# Public Bans On E-cigarettes Are Premature



## Alex (28/7/14)

source:
*Public bans on e-cigarettes are premature*

*By The Denver Post Editorial Board*
Posted: 07/27/2014 05:01:00 PM MDT





This photo-illustration shows a woman smoking an e-cigarette. Several Colorado cities recently applied their public smoking restrictions to e-cigarettes, and others are considering doing the same. (Jim Watson, AFP/Getty Images)
New federal rules around electronic cigarettes that ban sales to minors and require disclosure of ingredients are practical and necessary for the increasingly popular smokeless devices.But local laws banning the use of E-cigarettes in every place where smoking is prohibited, such as restaurants, bars or within 20 feet of entrances, are a premature overreaction. Recently, Lakewood and Fort Collins applied their public smoking restrictions to e-cigarettes. Golden, Louisville, Commerce City and Durango are planning on doing the same.

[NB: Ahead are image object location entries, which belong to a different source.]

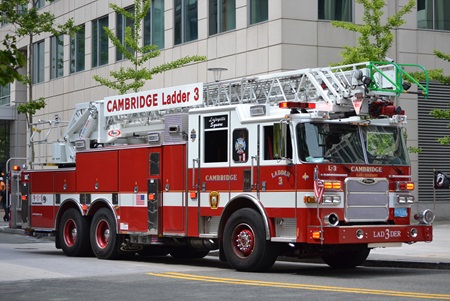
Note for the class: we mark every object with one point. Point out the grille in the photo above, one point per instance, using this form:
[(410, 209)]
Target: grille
[(367, 199)]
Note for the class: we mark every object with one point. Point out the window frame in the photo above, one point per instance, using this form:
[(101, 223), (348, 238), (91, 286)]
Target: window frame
[(180, 34), (219, 15), (38, 75), (5, 95), (430, 19), (78, 50), (149, 25), (122, 22), (350, 11), (98, 34), (256, 17), (56, 57)]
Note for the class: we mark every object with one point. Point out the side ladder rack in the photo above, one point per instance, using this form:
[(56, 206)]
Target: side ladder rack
[(331, 85)]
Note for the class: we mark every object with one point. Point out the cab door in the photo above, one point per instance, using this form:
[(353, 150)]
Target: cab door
[(209, 163)]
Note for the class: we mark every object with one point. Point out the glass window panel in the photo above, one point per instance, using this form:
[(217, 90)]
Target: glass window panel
[(77, 51), (433, 14), (185, 21), (121, 23), (190, 20), (99, 42), (442, 14), (259, 11), (340, 10), (57, 57), (5, 92), (154, 25), (222, 16), (38, 62), (425, 14)]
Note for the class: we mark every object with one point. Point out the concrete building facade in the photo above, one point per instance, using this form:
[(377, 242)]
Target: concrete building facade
[(248, 37)]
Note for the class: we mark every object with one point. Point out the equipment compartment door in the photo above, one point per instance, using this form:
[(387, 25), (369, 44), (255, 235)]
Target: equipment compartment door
[(174, 187)]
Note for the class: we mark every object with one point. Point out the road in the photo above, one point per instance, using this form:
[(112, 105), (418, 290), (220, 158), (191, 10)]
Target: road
[(32, 269)]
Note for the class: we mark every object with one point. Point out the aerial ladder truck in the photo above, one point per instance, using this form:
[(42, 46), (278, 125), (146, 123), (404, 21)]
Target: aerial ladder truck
[(304, 163)]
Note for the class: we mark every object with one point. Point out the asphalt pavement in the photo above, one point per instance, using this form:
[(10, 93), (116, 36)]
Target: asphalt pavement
[(430, 255)]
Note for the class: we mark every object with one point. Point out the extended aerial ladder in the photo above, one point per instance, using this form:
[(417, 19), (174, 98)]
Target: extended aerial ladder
[(330, 91)]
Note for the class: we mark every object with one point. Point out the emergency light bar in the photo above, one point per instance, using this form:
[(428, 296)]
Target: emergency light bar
[(296, 105)]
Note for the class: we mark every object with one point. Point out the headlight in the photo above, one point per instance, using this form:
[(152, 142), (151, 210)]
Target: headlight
[(331, 199), (426, 217)]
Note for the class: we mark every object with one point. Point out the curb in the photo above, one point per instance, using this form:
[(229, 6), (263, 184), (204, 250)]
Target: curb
[(368, 263)]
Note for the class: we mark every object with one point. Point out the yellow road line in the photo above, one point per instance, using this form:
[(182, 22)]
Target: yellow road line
[(302, 286)]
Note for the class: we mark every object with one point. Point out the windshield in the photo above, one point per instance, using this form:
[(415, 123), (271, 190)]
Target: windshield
[(346, 143)]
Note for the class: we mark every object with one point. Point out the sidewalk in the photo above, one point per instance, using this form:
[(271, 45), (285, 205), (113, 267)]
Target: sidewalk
[(433, 255)]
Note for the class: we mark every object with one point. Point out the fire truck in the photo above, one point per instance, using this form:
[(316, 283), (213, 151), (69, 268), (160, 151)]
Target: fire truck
[(305, 163)]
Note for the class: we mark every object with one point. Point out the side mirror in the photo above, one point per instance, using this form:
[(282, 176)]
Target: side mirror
[(280, 140)]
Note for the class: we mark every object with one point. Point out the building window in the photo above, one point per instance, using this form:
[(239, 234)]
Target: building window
[(5, 97), (122, 23), (77, 50), (154, 25), (222, 16), (57, 57), (186, 21), (40, 4), (259, 11), (433, 14), (4, 143), (99, 42), (340, 10), (38, 62)]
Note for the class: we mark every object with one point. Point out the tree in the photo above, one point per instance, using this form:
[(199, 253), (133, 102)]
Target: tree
[(133, 78), (11, 60), (375, 38), (438, 75), (28, 22)]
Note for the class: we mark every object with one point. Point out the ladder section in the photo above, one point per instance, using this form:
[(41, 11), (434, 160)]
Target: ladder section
[(334, 86)]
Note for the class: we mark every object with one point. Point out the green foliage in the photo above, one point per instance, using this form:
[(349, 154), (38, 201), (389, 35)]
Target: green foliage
[(415, 150), (375, 38), (28, 22), (31, 107), (11, 59), (133, 78)]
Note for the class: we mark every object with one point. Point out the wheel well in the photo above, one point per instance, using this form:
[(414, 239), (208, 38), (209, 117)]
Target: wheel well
[(66, 205), (239, 203), (97, 205), (71, 203)]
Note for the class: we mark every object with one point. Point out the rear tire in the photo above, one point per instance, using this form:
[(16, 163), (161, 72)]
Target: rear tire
[(73, 234), (346, 259), (244, 242), (104, 240)]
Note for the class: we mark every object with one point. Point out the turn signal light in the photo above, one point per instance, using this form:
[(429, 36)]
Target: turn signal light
[(334, 185), (405, 186), (296, 105)]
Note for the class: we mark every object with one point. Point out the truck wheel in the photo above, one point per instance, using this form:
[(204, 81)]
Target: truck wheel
[(73, 234), (104, 240), (346, 259), (244, 242)]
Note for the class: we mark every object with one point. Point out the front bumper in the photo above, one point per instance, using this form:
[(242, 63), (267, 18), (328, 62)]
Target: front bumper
[(363, 234)]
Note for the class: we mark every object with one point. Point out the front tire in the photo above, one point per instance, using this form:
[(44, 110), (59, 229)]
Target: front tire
[(73, 234), (244, 242), (104, 240)]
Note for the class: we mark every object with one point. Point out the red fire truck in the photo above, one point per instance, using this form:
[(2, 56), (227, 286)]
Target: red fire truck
[(305, 163)]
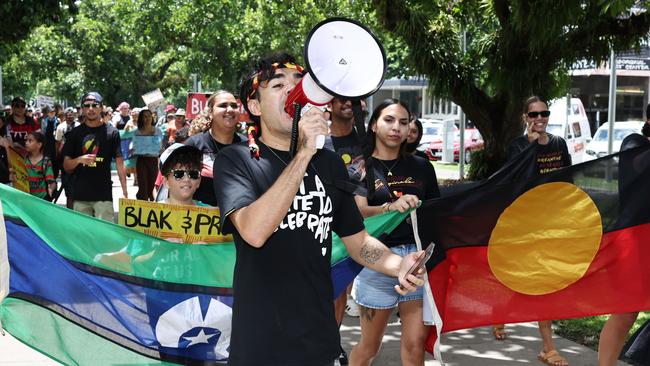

There is no dispute around the harmful effects of smoking tobacco or the problems associated with secondhand smoke.

Battery-powered e-cigarettes that turn liquid nicotine into vapor emit no smoke. Research has yet to conclude secondhand inhalation from vape equipment has ill effects that should be the basis of public vaping bans.
A  German study that looked at whether e-cigarettes cause "passive vaping" found virtually no quantifiable levels of the 20 volatile organic compounds present in cigarette smoke.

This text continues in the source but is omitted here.